A pesar de no haberla visto en ninguna de sus películas, Leia se encarnó en mi infancia por medio del sufrimiento: la historia diaria de peinar y asear a una niña muchas veces es un símbolo de agresión a la menor. Sufría cada mañana por aquellas rosquillas de cabello que no soportaba: desde que me los ataban con ligas, hasta que mi cuello perdía el giro normal y tenía que curvar con el tórax entero.
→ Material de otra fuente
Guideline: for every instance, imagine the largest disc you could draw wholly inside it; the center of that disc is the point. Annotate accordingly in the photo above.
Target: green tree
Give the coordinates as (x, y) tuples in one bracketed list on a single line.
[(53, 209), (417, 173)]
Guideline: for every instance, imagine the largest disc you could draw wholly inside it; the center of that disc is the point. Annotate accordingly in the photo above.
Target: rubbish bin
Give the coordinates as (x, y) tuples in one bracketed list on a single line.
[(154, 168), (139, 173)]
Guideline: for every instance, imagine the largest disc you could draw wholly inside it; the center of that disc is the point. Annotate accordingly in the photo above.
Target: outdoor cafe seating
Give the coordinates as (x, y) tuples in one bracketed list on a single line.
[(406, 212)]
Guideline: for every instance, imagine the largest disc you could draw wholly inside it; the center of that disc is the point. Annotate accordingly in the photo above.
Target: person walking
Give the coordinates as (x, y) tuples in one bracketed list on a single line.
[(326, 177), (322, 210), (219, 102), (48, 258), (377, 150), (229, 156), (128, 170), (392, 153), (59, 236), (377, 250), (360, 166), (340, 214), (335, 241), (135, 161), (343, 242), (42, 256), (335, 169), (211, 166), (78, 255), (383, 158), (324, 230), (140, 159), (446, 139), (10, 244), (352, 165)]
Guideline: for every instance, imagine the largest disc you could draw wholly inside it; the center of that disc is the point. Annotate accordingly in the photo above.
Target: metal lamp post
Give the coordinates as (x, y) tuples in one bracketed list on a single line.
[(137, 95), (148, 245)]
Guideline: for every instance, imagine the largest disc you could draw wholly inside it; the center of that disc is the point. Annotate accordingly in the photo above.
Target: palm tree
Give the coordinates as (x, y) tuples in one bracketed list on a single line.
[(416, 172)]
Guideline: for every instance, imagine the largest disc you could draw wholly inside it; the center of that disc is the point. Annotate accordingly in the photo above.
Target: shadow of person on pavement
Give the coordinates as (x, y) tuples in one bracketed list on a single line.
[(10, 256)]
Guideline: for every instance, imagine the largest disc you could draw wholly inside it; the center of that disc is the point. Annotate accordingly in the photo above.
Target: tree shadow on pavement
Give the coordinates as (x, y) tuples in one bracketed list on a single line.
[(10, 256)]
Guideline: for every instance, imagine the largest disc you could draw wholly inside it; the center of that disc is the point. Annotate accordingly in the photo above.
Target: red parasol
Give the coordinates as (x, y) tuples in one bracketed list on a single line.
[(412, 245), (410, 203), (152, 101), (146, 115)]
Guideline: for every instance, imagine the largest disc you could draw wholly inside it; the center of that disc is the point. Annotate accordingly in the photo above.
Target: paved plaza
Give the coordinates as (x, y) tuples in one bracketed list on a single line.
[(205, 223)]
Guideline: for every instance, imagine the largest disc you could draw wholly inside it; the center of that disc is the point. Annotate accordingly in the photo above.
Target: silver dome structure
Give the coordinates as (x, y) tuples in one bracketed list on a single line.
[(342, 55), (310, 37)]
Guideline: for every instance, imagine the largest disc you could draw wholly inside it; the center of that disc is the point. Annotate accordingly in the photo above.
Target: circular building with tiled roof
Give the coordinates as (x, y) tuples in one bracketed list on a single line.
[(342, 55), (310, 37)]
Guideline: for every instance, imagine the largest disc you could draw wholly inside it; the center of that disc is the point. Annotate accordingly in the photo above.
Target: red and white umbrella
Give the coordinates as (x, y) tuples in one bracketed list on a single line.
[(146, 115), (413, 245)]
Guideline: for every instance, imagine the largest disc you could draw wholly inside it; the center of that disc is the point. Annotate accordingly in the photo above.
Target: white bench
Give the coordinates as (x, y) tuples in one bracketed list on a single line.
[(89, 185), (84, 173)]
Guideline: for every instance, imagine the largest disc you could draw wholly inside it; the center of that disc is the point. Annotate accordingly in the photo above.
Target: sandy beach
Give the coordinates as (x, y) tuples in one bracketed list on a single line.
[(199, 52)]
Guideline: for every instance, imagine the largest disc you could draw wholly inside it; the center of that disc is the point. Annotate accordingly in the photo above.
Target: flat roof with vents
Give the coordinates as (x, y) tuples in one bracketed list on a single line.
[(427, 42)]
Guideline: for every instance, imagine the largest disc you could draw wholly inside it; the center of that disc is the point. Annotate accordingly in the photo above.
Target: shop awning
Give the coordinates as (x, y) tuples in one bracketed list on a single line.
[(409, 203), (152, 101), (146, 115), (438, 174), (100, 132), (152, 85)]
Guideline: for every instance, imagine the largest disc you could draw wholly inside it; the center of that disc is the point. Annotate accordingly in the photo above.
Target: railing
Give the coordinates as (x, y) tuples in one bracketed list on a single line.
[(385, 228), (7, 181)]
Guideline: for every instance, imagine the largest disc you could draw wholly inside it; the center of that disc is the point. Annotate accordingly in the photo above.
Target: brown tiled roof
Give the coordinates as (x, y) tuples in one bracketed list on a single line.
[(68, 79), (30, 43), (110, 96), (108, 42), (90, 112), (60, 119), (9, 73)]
No entendía de libertad al decidir en mi físico, era algo normal someterse a la ira de los mayores sobre mis rizos que deberían ser lisos como un paso al blanqueamiento social.

Pin en disfraces
Bajado del internet.

Pero más allá de eso, la furia con la que se me trataba no era más que el reflejo de la frustración del padre o la madre, de tener una vida de amargura e infelicidad, disfrazada en tiernos cachitos que no envidiaba en nada a los cuernos de Cernunnos. Eso fue el comienzo de una larga historia de violencia por ser mujer; infancia de «No te ensucies», «No en el suelo», «No te riegues», «No hagas nada», era una muñeca feliz que debía pedir permiso a los santos cielos por haber tenido el privilegio de tener un plato de comida, obviamente de menos cantidad de los de mis hermanos. Derecho que se enseñaba a mendigar a los mayores y que hoy se exige como infante: tienen que ser alimentados.

En aquellos tiempos no se pensaba en igualdad, había que cumplir con el manual de casa al levantarse y a la noche rezando lo que la abuela a ratos nos imponía. Pasaron los años y la niña bien peinada parecía haber sido abrazada por Lilith: ya no obedecía, no se peinaba y trataba de cumplir a su manera las reglas que bajo la visión de un infante estaban mal establecidas.

Crecí. Crecí tanto que mi cuerpo comenzó en un estallido de cambios de los cuales me sentía extraña, no por pasar de la infancia a la adolescencia sino porque mientras mi biología pertenecía a la de una mujer, mi apariencia dada por los adultos ahora tenía que ser la de un hombre. Entendí con el tiempo que en casa no puede haber dos mujeres hermosas e inteligentes, eso le pertenecía a mamá. Lealtades contextuales se llaman y cuando eso se rompe, estalla y sucumbe todo el árbol genealógico (que también se poda). Así que la más fuerte ganaba: pelo corto para dejar de llorar las mañanas por las órdenes de peinarse, comodidad para cumplir los tiempos de llegada al cole y más pretextos para invisibilizar a una mujer con un futuro prometedor.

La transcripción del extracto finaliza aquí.